CHARLIER : Novissima verba (2000, Artothèque, Lg)

Temps de lecture : 2 minutes >

CHARLIER Jacques, Novissima verba
(impression offset, n.c., 2000)

Et pourquoi pas emprunter cette oeuvre gratuitement
à l’Artothèque Chiroux de la Province de Liège ?

Jacques Charlier © Jasmine Van Hevel

Dès le début de sa carrière, Jacques CHARLIER s’inscrit dans les grands mouvements des années 1960, dont le Pop Art. Avec Marcel Broodthaers, il fréquente les galeries belges les plus en vue, imprégnées d’art minimal et conceptuel. Dès 1975, Charlier continue sa carrière seul.  Il interroge et remet en question  avec humour le système de l’art. Il s’approprie tous les médias : la peinture, la photographie, l’écriture, la BD, la chanson, l’installation. Il se met en scène en personnage flamboyant et joue avec les codes de la publicité et des médias. (d’après MAC-S.BE)

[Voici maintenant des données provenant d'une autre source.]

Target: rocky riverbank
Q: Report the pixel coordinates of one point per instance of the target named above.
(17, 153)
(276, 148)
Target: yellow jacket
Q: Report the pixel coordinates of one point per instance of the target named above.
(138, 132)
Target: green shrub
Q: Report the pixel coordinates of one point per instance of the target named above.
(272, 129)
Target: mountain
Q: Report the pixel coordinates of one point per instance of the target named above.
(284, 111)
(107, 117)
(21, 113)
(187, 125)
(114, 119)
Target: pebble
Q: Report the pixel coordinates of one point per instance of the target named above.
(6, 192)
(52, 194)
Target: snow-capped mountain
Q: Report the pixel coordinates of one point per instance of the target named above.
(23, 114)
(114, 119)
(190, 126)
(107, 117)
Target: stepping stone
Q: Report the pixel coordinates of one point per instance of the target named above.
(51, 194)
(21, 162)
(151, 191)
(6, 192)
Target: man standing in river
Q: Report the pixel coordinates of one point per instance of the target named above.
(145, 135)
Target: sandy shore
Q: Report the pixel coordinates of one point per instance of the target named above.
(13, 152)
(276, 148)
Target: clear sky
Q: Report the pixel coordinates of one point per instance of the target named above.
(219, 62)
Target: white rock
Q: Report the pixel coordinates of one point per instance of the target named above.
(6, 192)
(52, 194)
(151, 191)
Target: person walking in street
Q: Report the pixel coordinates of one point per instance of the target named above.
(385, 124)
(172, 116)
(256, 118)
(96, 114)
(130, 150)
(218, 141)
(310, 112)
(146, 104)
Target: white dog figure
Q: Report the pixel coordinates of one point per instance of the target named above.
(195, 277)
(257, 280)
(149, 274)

Jacques Charlier reprend la composition d’une œuvre très célèbre de Félicien Rops : Pornocratès. L’œuvre de Rops présente une femme quasi nue, les yeux bandés, tenant en laisse un cochon, qui semble la guider d’un pas conquérant. L’interprétation de Charlier à libéré le cochon et c’est la femme qui en a repris la pose victorieuse, laissant libre cours à maintes interprétations… La photographie a été réalisée par Laurence Charlier.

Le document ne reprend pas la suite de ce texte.